Things have become very frightening. We have become used to the government using the language of the National Front, normalising Islamophobia, and refusing to take serious action against the wave of attacks on Eastern Europeans, Muslims, gay people. And if we take back the slice of control we are offered, and don’t speak out for those the government is scapegoating, we are complicit – it is as simple as that.

As the co-operative sector, we can’t let ourselves be complicit. There are some in the business sector who will speak out against the government’s scapegoating of ‘foreigners’ on economic grounds – but realistically very few businesses and business leaders are going to speak out on the grounds of basic human solidarity. If anyone is going to, it will be the co-operative sector – if we want anyone to speak out, we need to rise to the occasion.

We can support our local anti-racist campaign groups, asylum seeker and migrant support organisations, speaking out in our personal lives, our workplaces and supply networks. We need to support those challenging the Islamophobic Prevent agenda, and racial profiling in schools. We could donate some of our time or our money to local voluntary groups. We could close our businesses on February 20th to support the Migrants’ Strike, “A Day Without Us” (and also symbolically assert the right to secondary action). We could collectively refuse to give the government data on our non-UK national employees – a sinister threat even if we will not be obliged to publish the data. Just some ideas for starters!

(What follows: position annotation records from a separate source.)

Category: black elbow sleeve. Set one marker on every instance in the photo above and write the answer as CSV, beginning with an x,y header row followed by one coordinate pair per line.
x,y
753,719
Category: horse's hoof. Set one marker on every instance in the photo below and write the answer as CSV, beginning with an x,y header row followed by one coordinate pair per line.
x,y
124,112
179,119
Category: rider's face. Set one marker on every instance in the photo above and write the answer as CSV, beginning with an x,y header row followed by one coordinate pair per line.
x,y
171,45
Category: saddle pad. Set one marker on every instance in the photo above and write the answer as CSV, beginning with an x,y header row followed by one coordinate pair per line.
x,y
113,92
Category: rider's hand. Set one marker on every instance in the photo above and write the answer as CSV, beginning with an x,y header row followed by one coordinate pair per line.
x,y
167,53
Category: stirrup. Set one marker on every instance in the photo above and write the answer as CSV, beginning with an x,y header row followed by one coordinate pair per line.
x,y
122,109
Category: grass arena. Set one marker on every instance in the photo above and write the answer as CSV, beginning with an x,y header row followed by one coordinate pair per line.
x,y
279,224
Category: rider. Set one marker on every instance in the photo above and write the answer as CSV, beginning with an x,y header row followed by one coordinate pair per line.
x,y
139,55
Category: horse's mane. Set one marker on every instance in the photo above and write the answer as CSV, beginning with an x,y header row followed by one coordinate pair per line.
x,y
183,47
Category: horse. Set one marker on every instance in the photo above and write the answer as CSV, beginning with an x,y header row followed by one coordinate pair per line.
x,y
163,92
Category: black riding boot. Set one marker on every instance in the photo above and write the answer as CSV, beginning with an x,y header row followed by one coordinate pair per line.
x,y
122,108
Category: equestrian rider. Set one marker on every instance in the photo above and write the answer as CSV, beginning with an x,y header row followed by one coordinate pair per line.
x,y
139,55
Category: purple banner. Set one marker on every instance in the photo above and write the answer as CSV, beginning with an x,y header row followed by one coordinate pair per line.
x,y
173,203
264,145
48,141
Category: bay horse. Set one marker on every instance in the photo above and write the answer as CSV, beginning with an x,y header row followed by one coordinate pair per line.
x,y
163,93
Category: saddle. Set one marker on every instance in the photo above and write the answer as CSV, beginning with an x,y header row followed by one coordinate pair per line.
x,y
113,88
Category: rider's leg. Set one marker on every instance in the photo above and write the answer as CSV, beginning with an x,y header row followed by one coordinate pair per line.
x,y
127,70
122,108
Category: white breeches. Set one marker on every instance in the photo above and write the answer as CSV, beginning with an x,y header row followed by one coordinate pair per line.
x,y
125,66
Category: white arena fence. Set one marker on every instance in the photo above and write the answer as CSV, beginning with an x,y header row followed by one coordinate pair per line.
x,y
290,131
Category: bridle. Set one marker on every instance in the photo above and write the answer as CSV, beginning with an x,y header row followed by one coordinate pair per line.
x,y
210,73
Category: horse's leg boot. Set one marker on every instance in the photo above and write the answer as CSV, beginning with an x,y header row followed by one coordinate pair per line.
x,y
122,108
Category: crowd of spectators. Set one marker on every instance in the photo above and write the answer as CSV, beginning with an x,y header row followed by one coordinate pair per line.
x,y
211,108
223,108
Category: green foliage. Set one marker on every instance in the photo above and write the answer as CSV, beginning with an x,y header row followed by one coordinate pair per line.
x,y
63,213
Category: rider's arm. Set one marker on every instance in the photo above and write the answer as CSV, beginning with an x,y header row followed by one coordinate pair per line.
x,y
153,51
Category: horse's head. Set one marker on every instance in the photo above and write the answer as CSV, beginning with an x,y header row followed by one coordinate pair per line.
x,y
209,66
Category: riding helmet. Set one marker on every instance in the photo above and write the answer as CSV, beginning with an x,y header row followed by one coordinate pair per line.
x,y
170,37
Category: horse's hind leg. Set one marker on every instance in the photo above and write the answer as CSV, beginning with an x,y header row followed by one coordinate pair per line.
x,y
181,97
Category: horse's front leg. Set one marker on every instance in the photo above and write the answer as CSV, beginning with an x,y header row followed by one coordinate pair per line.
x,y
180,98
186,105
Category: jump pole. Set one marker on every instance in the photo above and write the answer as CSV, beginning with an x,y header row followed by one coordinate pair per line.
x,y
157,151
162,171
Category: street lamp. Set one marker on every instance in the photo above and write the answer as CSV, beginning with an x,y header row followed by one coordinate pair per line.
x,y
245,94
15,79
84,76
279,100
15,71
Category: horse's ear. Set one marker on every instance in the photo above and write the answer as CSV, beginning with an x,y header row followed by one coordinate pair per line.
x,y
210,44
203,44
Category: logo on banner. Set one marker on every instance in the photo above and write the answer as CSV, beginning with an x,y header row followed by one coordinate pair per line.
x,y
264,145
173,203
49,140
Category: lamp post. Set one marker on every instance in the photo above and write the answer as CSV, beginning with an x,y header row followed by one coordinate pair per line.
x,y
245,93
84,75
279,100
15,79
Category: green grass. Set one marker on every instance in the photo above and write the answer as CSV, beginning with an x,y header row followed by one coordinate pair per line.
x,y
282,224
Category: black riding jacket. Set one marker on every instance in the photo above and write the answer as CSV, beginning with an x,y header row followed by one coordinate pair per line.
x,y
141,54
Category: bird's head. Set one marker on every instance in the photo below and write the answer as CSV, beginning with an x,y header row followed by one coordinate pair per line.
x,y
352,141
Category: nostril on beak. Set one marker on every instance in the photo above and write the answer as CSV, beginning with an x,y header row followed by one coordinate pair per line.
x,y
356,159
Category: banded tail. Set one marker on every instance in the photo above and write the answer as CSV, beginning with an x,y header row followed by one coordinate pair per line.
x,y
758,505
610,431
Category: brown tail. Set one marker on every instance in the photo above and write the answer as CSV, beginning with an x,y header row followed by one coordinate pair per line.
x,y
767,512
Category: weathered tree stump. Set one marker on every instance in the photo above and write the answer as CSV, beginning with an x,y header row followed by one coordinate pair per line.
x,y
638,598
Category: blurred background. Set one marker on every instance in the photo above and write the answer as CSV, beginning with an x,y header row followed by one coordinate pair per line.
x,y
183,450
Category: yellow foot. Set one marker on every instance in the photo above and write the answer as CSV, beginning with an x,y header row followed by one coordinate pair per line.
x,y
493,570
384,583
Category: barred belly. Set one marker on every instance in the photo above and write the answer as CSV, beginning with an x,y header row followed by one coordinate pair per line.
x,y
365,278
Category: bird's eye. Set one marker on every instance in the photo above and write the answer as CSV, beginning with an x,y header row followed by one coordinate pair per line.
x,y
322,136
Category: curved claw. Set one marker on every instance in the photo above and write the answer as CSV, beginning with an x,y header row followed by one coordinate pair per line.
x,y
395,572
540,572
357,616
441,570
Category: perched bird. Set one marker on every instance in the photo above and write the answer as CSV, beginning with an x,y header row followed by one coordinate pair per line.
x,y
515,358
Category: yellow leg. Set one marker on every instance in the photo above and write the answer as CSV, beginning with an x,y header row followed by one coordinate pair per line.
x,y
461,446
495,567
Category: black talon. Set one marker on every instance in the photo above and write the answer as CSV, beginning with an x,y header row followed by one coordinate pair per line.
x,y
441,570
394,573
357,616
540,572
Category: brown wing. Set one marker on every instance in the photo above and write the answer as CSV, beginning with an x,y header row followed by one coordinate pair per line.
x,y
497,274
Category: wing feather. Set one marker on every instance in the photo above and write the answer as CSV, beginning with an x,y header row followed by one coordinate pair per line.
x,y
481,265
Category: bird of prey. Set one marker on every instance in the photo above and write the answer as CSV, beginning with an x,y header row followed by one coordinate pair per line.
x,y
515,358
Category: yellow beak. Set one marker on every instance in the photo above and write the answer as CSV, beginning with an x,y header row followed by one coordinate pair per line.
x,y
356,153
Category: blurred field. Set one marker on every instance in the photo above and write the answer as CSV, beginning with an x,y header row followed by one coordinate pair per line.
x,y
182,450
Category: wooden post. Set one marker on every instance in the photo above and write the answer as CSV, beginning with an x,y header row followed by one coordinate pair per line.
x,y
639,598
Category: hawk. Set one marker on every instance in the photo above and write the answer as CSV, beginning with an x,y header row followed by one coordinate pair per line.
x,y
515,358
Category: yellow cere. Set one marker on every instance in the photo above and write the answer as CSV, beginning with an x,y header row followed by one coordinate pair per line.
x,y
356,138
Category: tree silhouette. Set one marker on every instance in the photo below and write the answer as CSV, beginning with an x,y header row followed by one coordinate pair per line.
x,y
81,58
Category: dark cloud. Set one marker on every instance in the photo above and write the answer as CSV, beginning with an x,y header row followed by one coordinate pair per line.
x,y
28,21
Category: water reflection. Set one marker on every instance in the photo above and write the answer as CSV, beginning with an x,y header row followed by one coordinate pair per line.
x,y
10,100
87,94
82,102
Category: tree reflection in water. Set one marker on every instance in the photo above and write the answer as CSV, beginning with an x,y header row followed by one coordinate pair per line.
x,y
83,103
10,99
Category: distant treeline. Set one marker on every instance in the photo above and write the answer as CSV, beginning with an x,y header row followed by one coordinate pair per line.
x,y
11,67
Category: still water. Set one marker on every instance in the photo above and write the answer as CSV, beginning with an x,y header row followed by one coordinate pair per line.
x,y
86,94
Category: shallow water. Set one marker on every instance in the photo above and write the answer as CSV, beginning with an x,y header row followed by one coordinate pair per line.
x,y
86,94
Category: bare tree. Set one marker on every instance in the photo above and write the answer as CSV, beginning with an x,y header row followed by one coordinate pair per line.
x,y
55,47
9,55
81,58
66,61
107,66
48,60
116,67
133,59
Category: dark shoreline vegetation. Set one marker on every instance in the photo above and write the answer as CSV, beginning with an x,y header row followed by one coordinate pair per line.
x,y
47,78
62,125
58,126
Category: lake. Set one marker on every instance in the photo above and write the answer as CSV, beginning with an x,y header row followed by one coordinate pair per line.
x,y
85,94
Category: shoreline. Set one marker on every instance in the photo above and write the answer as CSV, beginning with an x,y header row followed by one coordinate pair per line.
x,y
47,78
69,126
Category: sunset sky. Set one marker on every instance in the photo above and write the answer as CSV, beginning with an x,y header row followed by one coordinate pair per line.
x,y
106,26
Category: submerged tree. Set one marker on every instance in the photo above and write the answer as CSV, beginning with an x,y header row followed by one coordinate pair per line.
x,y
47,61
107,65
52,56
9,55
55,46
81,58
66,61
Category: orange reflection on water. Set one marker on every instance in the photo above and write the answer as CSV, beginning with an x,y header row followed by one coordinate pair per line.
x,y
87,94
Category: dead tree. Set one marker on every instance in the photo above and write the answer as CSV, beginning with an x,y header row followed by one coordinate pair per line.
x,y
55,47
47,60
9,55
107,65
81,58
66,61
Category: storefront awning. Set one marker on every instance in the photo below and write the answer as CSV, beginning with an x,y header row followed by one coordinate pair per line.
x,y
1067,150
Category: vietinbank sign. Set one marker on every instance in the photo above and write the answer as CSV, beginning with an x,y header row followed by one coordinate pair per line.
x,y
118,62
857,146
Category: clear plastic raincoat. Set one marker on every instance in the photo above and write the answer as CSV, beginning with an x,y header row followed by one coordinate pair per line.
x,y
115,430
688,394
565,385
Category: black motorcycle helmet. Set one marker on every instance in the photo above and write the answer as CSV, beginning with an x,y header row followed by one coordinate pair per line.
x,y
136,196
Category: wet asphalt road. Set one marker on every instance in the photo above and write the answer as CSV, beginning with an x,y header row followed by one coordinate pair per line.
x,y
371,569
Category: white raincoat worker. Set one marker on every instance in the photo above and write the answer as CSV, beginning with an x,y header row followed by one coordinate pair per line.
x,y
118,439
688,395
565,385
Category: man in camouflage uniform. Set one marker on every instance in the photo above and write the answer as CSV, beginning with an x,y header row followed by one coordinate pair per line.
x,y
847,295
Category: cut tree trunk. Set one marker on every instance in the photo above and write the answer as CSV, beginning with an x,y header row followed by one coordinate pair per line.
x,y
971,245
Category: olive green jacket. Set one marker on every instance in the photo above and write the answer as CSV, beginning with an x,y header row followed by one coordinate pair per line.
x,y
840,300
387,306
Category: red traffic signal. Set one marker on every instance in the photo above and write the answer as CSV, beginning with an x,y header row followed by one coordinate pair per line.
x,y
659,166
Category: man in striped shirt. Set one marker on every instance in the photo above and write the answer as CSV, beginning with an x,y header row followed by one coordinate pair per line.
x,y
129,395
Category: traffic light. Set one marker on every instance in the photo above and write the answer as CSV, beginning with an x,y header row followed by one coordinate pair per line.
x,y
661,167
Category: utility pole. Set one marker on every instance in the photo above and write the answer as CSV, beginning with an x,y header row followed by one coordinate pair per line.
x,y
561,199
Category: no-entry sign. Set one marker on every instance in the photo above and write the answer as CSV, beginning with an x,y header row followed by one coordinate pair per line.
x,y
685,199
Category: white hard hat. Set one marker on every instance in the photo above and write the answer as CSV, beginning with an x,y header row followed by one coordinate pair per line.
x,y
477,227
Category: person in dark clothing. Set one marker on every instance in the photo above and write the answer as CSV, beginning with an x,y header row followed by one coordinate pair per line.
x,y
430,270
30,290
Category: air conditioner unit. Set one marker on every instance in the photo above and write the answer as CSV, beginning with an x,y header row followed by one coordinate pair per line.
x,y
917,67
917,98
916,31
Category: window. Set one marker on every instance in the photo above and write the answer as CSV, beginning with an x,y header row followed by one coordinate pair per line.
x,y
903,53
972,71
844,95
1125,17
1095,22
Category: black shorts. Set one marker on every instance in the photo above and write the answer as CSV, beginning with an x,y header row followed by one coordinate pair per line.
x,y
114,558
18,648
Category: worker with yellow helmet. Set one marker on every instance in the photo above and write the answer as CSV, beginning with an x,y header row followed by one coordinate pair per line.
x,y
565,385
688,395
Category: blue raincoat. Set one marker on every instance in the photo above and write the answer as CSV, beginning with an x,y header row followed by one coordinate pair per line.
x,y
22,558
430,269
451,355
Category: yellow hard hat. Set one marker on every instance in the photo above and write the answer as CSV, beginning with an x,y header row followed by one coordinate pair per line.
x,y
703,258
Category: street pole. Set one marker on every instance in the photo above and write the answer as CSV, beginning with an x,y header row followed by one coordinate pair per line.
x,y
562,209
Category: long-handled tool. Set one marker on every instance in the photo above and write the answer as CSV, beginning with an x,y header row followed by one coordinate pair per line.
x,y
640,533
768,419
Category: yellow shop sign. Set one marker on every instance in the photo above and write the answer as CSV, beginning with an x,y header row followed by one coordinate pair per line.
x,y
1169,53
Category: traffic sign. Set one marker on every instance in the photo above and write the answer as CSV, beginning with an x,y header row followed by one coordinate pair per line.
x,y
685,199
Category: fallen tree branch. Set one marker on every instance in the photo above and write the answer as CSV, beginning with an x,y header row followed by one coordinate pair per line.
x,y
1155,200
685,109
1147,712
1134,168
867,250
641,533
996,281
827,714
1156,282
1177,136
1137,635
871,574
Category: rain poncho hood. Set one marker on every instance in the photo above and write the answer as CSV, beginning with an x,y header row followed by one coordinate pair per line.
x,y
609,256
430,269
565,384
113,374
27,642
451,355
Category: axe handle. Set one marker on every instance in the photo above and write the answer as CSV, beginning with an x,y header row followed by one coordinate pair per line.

We can also make sure the organisations which speak for us, such as Co-operatives UK, The Plunkett Foundation, and Students for Cooperation, know that we want them to speak out for those who are being targeted by this frightening strain of racist populism – even if it makes it harder to speak up for our own sector. Our sector bodies have a mandate to look after our interests, but right now we need to let them know we want them to be actively speaking up for others too.

Co-ops have always lead the way on speaking out for the open, democratic values of internationalism, solidarity, and concern for all in our communities, which our modern movement was founded on. Theresa May is trying to play us – so we need to “go high”, remember what we believe in – speak out against the government and get involved in anti-racist activism.